Wilfred Thesiger himself recounted his motives as followed, "For me, exploration was a personal venture. I did not go to the Arabian desert to collect plants nor to make a map; such things were incidental. At heart I knew that to write or even to talk of my travels was to tarnish the achievement. I went there to find peace in the hardship of desert travel and the company of desert people. I set myself a goal on these journeys, and, although the goal itself was unimportant, its attainment had to be worth every effort and sacrifice[...] Everyone knew that there was nothing to be found on the top of Everest, but even in this materialistic age few people asked, "What point is there in climbing Everest? What good will it do anyone when they get there" They recognized that even today there are experiences that do not need to be justified in terms of material profit. No, it is not the goal but the way there that matters, and the harder the way the more worth while the journey. Who, after all, would dispute that it is more satisfying to climb to the top of a mountain than to go there in a funicular railway? Perhaps this was one reason why I resented modern inventions; they made the road too easy."

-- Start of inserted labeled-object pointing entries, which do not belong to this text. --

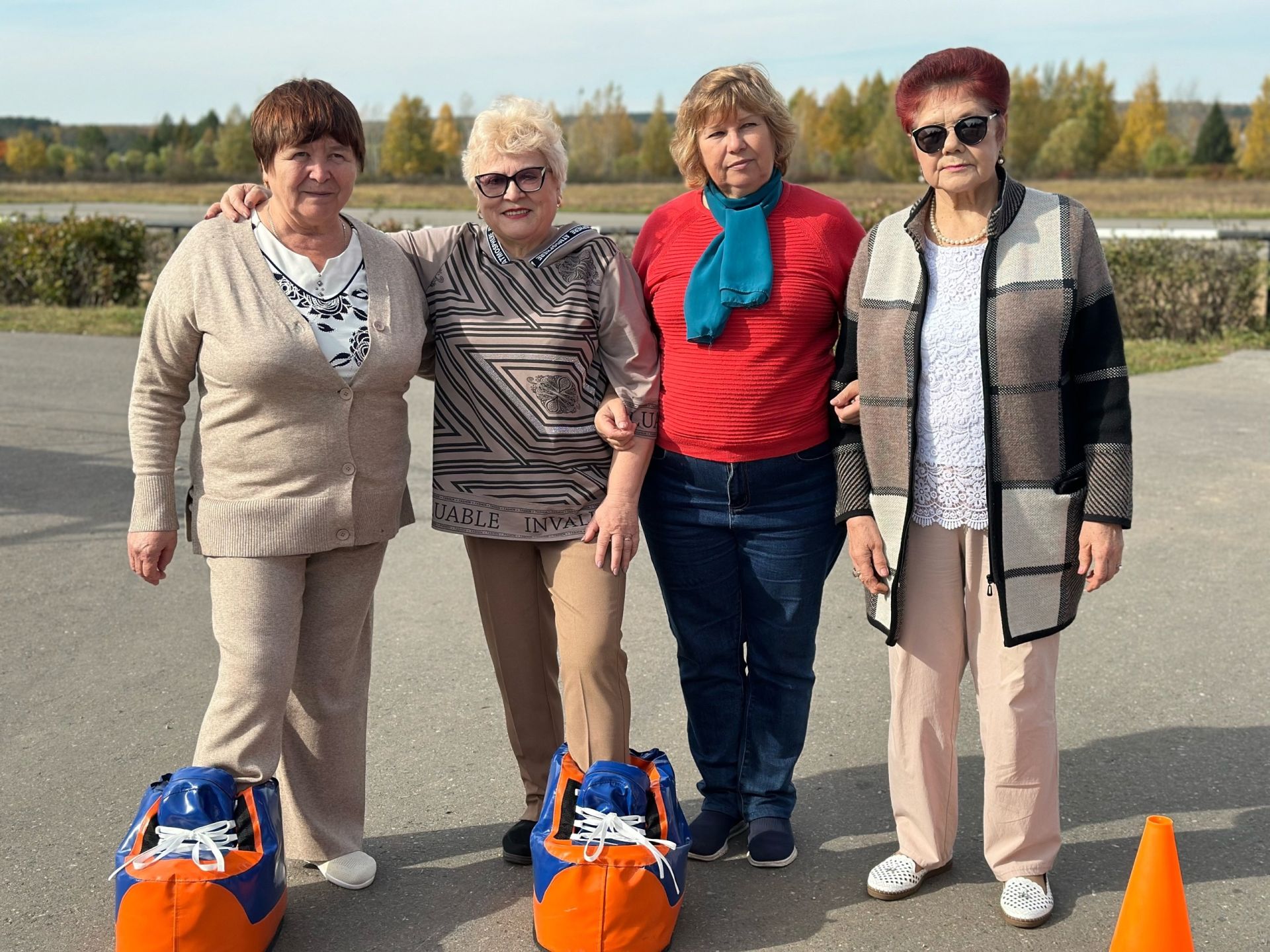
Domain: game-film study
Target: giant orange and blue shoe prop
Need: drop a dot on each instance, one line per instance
(610, 856)
(202, 867)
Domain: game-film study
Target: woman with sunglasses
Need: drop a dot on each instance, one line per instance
(990, 477)
(532, 323)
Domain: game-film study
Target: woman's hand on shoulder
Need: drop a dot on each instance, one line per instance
(868, 554)
(614, 424)
(1101, 550)
(150, 554)
(238, 202)
(615, 530)
(846, 404)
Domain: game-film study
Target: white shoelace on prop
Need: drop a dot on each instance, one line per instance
(215, 840)
(596, 830)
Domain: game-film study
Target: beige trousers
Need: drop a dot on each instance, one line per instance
(291, 694)
(554, 626)
(951, 619)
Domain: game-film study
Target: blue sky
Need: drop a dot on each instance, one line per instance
(126, 61)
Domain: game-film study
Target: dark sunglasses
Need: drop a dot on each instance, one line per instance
(969, 131)
(494, 184)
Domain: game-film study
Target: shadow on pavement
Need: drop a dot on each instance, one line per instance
(93, 493)
(1173, 771)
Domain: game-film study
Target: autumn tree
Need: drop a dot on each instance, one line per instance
(1144, 122)
(233, 151)
(26, 154)
(654, 150)
(1032, 121)
(1214, 146)
(1255, 158)
(407, 150)
(603, 141)
(804, 161)
(890, 151)
(446, 141)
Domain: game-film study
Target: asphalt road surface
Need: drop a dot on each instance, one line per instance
(1162, 707)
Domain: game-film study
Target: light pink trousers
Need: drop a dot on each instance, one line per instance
(951, 619)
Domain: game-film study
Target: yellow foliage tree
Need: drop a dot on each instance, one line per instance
(407, 150)
(654, 150)
(446, 140)
(804, 160)
(1255, 158)
(26, 154)
(1144, 122)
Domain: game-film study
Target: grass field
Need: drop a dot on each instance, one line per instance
(1107, 198)
(1143, 356)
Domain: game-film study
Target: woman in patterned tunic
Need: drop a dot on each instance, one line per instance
(990, 477)
(304, 331)
(532, 323)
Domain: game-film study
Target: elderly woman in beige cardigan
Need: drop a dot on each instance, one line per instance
(304, 331)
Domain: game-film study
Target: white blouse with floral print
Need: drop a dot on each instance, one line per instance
(333, 300)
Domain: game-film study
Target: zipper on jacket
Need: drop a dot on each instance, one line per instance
(912, 442)
(988, 433)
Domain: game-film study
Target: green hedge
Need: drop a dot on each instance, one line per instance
(74, 263)
(1191, 291)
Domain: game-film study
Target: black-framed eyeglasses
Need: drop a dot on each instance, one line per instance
(494, 184)
(969, 131)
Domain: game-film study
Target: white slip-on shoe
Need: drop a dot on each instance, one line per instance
(1025, 904)
(898, 877)
(352, 871)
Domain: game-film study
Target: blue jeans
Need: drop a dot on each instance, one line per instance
(742, 551)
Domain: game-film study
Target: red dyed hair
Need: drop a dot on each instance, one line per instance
(981, 74)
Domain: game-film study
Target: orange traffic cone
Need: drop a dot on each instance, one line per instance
(1154, 914)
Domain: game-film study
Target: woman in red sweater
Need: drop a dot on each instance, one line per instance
(745, 277)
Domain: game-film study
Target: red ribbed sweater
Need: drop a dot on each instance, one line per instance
(761, 390)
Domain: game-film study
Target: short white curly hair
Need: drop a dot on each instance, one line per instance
(512, 126)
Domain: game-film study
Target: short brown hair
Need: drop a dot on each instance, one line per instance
(305, 111)
(726, 92)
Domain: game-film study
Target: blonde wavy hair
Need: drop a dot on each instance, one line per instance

And during the whole journey he praises the desert and the Bedouins, for example, "In the desert I had found a freedom unattainable in civilization; a life unhampered by posessions, since everything that was not a necessity was an encumbrance. I had found, too, a comradeship inherent in the circumstances, and the belief that tranquillity was to be found there. I had learnt the satisfaction which comes from hardship and the pleasure which springs from abstinence: the contentement of a full belly; the richness of meat; the taste of clean water; the ecstasy of surrender when the craving for sleep becomes a torment; the warmth of a fire in the chill of dawn."
And not to forget Thesiger got to know the famous hospitality of the Arabs saying, "I went their with a belief in my own racial superiority, but in their tents I felt like an uncouth, inarticulate barbarian, an intruder from a shoddy and materialistic world. Yet from them I learnt how welcoming are the Arabs and how generous is their hospitality."
Wilfred Thesiger clearly understood that the traditional way of life of the Arabs was close to its end when he noted, "Here in the desert I had found all that I asked; I knew that I should never find it again. But it was not only this personal sorrow that distressed me. I realized that the Bedu with whom I had lived and travelled, and in whose company I had found contentment, were doomed. Some people maintain that they will be better off when they have exchanged the hardship and poverty of the desert for the security of a materialistic world. This I do not believe. I shall always remember how often I was humbled by those illiterate herdsmen who possessed, in so much greater measure than I, generosity and courage, endurance, patience, and lighthearted gallantry. Among no other people have I ever felt the same sense of personal inferiority."
The whole book is a declaration of love for the desert and its inhabitants. When he wanders there I get the impression he searches for the lost paradies; and the Bedounis will take him there.